Breast Cancer Clinical Trial
Official title:
Age-related Changes in the Immune System and Their Impact on Elderly Breast Cancer
This research project aims to study this intriguing relationship between ageing and breast cancer biology, and more specifically the changes that occur within the tumor microenvironment with increasing age. Furthermore, it will focus on the link between these microenvironmental changes and organismal ageing (as measured by chronological age, geriatric evaluation of elderly patients, and circulating biomarkers of ageing), since it seems logical that age-related changes in the stromal part of a tumor (fibroblasts, immune cells, endothelial cells, fatty cells, …i.e. host cells) are due to the ageing process of the entire body. Most particularly, the amount and type of infiltrating immune cells might reflect the degree of immunosenescence of the host. More and more research points out the crucial role of the immune system in tumorigenesis and progression, and, at the same time, the immune system is one of the most affected components in the process of ageing. .
Despite the high relevance of ageing/immunosenescence and frailty in oncogeriatric practice,
immuno-senescence markers have so far not been considered in concert with clinical tumor
characteristics and the profile of tumor infiltrating leukocytes. In the proposed project,
the investigators will examine immunosenescence markers in blood and characterize the
leukocyte infiltrate in the tumor microenvironment in the setting of elderly breast cancer.

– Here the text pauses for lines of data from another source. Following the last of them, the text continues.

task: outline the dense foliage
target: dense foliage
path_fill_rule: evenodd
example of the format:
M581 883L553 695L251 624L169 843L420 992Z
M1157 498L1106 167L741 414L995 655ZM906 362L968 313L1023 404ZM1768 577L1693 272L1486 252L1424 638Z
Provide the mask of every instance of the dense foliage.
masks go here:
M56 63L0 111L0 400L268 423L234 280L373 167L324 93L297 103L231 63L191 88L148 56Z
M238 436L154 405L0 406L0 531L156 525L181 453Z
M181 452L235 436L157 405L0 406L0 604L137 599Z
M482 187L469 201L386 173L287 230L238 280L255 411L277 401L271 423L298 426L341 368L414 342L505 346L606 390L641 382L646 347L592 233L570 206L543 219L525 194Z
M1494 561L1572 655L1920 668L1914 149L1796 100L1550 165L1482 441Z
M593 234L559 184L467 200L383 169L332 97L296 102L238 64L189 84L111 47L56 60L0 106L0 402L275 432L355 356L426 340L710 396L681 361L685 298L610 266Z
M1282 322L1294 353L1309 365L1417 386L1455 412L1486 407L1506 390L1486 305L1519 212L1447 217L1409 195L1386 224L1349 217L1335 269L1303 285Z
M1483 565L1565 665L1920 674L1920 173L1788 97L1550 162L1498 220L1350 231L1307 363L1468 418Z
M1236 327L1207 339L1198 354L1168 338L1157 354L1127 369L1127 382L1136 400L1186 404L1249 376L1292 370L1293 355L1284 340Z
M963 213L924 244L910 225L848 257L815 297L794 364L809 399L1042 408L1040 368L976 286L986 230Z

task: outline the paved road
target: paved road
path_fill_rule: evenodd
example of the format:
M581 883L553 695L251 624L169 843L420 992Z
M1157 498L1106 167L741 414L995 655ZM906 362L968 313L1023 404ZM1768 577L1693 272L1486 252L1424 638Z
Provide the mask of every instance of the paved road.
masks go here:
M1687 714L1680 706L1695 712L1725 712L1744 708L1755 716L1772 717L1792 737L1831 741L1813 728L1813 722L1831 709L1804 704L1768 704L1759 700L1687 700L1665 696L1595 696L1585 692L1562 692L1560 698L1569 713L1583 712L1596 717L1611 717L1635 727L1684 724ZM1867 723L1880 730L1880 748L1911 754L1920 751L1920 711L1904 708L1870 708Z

The main goal of this project is thus to investigate the relation and interaction between
the following 3 aspects:
(i) immune status of the host: chronological age and immunosenescence in peripheral blood;
(ii) tumor microenvironment: local immune response (evaluated via assessment of the amount
and nature of tumor infiltrating leukocytes [TIL]); (iii) clinical tumor characteristics:
tumor size, grade, receptor status, lymph node involvement.
To realize this project, the investigators will set up a prospective clinical study
comprising three distinct age categories of breast cancer patients and integrating a variety
of immunosenescence markers. Different specific manifestations of immune system ageing will
be studied : age-related pro-inflammatory status (inflammageing), increased expression of
the senescence marker p16INK4a in T lymphocytes, shifts in subset composition of the PBMC
pool, age-associated changes in expression of immune-related genes in PBMC and altered
abundance of specific ageing-related plasma microRNAs.
At the tumor microenvironmental level, the leukocyte infiltrate will be studied in detail.
The profile of tumor-infiltrating immune cells will be compared between the distinct age
groups and will be correlated to systemic markers of ageing/immunosenescence (in blood) and
tumor biology, most particularly lymph node involvement.
Concrete research questions:
- How are the different immunosenescence markers (i.e. subset profile of PBMC,
pro-inflammatory markers in plasma, lymphocyte senescence as evidenced by p16INK4a
expession in T lymphocytes, expression of immune-related genes in PBMC and abundance of
ageing-related circulating microRNAs) correlated with each other and with the patient's
calendar age?
- Does the local immune response in the tumor (amount and nature of TIL) correlate with
the different immunosenescence markers?
- Is there a relationship between tumor biology, most particularly lymph node
involvement, and the local immune response in the tumor ?
With this study, the investigators intend to improve our fundamental understanding of
age-related changes in general immune status and tumor-specific immune responses and their
impact on tumor progression. This may add to recent advances in newly emerging therapeutic
strategies, such as immune-related approaches. Due to recent advances in biology and
genomics, it has become possible to personalize an individual's cancer treatment based on
molecular tumor characteristics. In the elderly, however, host factors also become
increasingly important and may influence both tumor behavior/progression and therapy
tolerance/response. Therefore, a better understanding of the biological mechanisms
underlying ageing/immunosenescence, its association with cancer and the potential
prognostic/predictive information that the patient's ageing/immunosenescence profile can
provide is mandatory.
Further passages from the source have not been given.